Faits et procédure :

A- Le 2 décembre 1986 Kookai et Epine sélection (ci-après BES) ont signé un contrat aux termes duquel article 1 Kookai s'engage à octroyer à BES sa franchise exclusive d'exploitation d'un magasin spécialisé dans la maille sous l'enseigne Kookai avec les agencements et installations du franchiseur, lequel s'interdit d'ouvrir un autre magasin à l'intérieur du territoire donné en exclusivité, savoir : le Centre commercial de Belle Epine.

Le contrat conclu pour une durée de quatre ans commençant à courir le 1er janvier 1987 prévoyait (article 18) une clause de résiliation par l'une ou l'autre partie en cas d'inexécution d'une quelconque des clauses et conditions convenues notamment la violation des clauses d'exclusivité spécifiées au contrat, et ce un mois après une mise en demeure restée sans effet d'avoir à respecter le contrat, faite par lettre recommandée avec accusé de réception et précisant l'intention de faire jouer la clause de l'article 18.

Après des travaux d'aménagement de ses locaux du centre commercial Belle Epine, BES y ouvrait une boutique à l'enseigne Kookai et commençait le 14 février 1987 à commercialiser les articles fournis par son franchiseur.

Début 1988 par diverses correspondances elle rappelait Kookai à ses obligations d'exclusivité en lui signifiant :

- qu'une boutique à l'enseigne " Milou Rosner " présentait une vitrine entièrement occupée par des articles de marque Kookai avec des panonceaux Kookai,

- que le grand magasin BHV du centre commercial offrait également à la vente l'ensemble de la collection Printemps Eté Kookai, faits établis par des constats d'huissier.

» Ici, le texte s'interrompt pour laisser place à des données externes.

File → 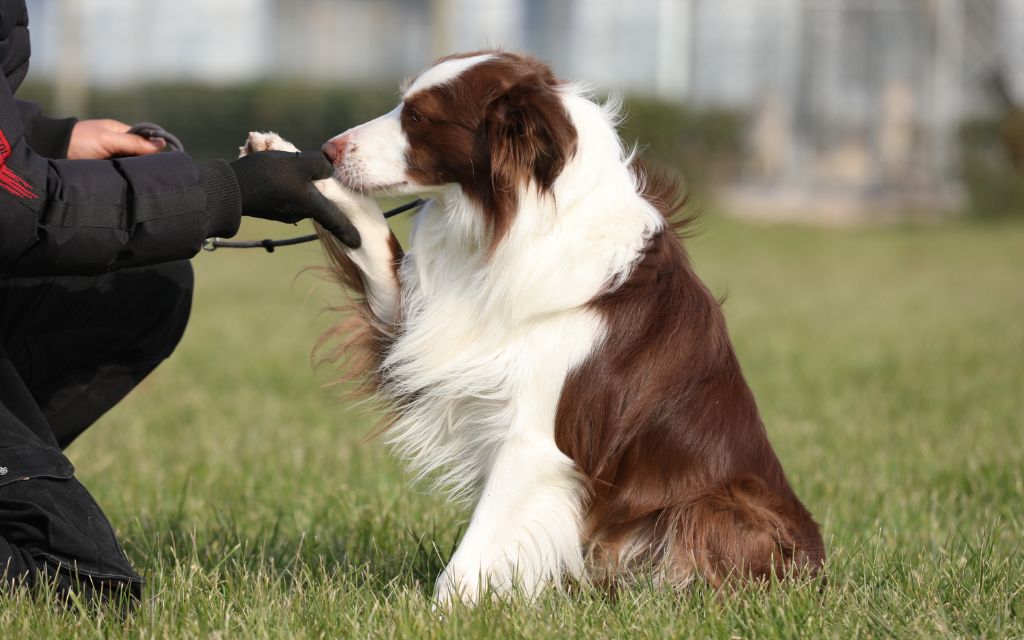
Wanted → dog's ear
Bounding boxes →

Dans ce contexte BES refuse en juin juillet 1988 de régler le prix de marchandises que lui a livrées Kookai quoique celle-ci lui ait :

- en ce qui concerne " Milou Rosner " (ayant pour nouvelle dénomination " Best of America "), dit que cette boutique n'existait plus et qu'elle avait fait cesser toute vente de produits Kookai par " Best of America ",

- et pour le BHV, rappelé que ce grand magasin avait sans réserve de la part de BES, poursuivi une commercialisation commencée depuis 1985, état de fait accepté par la franchisée.

Le 3 juin 1988 BES ferme sa boutique Kookai en invoquant outre des faits de commercialisation d'articles Kookai sur son territoire d'exclusivité, la mauvaise exécution de ses commandes (retard dans la livraison, commandes incomplètes ou insatisfaisantes) ainsi que des griefs relatifs à des réductions de prix.

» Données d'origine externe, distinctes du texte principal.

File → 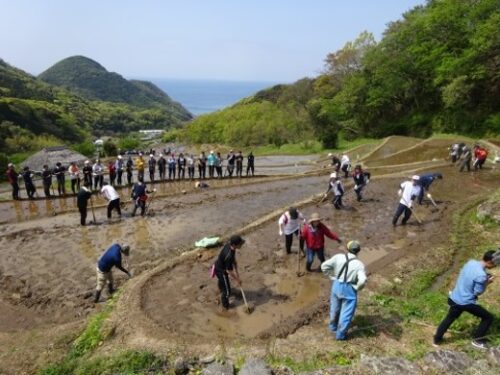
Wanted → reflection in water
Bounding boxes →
[27,200,39,219]
[13,200,25,222]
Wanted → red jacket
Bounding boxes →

B- Le 21 juin 1988 BES saisit le Tribunal de commerce de Paris d'une assignation délivrée à Kookai et tendant :

- à la constatation, au besoin, au prononcé de la résiliation aux torts de cette dernière du contrat de franchise avec effet à compter du 3 juin 1988,

- à la condamnation de la défenderesse à lui payer une indemnité de 1 500 000 F toutes causes de préjudice confondues et une somme de 25 000 F au titre de l'article 700 du nouveau code de procédure civile, sollicitant en outre la réserve des suites et conséquences de la résiliation au regard de l'article 20 du contrat notamment en ce qui concerne la restitution des matériels et les stocks en cours.

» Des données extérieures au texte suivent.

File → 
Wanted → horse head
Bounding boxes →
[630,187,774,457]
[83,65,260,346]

De son côté Kookai assigne le 24 août 1988 devant le même Tribunal, lui demandant de condamner BES au paiement de diverses factures et effets impayés ainsi que d'une somme de 1 500 000 F de dommages-intérêts réparant le préjudice subi du fait de la rupture du contrat de franchise dont elle demande que la franchisée soit jugée seule responsable. Elle demande en outre que soit déclarée bonne et valable la saisie conservatoire pratiquée à sa requête le 19 juillet 1988 et que soit ordonnée le cas échéant, la compensation.

Par le jugement déféré du 29 mai 1989 le Tribunal joignant les instances :

- constate que le contrat de franchise est résilié aux torts exclusifs de la société Kookai qui n'a pas respecté la clause d'exclusivité,

- condamne celle-ci à payer à BES une indemnité de 640 000 F,

- condamne BES à payer à Kookai la somme de 363 429,18 F (montant des effets et factures impayés),

- ordonne la compensation,

- condamne Kookai à payer à BES une somme de 15 000 F au titre de l'article 700 du nouveau code de procédure civile,

- ordonne mainlevée du séquestre pour la somme de 363 429,18 F et de la saisie conservatoire du 19 juillet 1988,

- ordonne à BES de restituer la matériel commercial et publicitaire fourni par Kookai,

- laisse à BES le choix du mode de liquidation du stock en respectant les clauses contractuelles,

- ordonne l'exécution provisoire à charge pour BES de fournir une caution bancaire du montant de la condamnation prononcée,

- condamne Kookai aux dépens.

C- Appelante suivant déclaration du 7 juillet 1989, Kookai demande à la Cour de :

- confirmer le jugement entrepris en ce qu'il a condamné BES au paiement de la somme de 363 429,18 F au titre du règlement des marchandises livrées,

- de le réformer pour le surplus et en conséquence, de débouter BES de toutes ses prétentions, de décharger Kookai de toutes condamnations, de dire le contrat de franchise résilié aux torts exclusifs de la franchisée contre laquelle elle réitère sa demande d'une indemnité de 1 500 000 F sollicitant en outre sa condamnation au paiement à compter du 5 juillet 1988 (date de la mise en demeure) des intérêts produits sur la somme de 363 429,18 F ainsi qu'une somme de 50 000 F pour ses frais non taxables de procédure.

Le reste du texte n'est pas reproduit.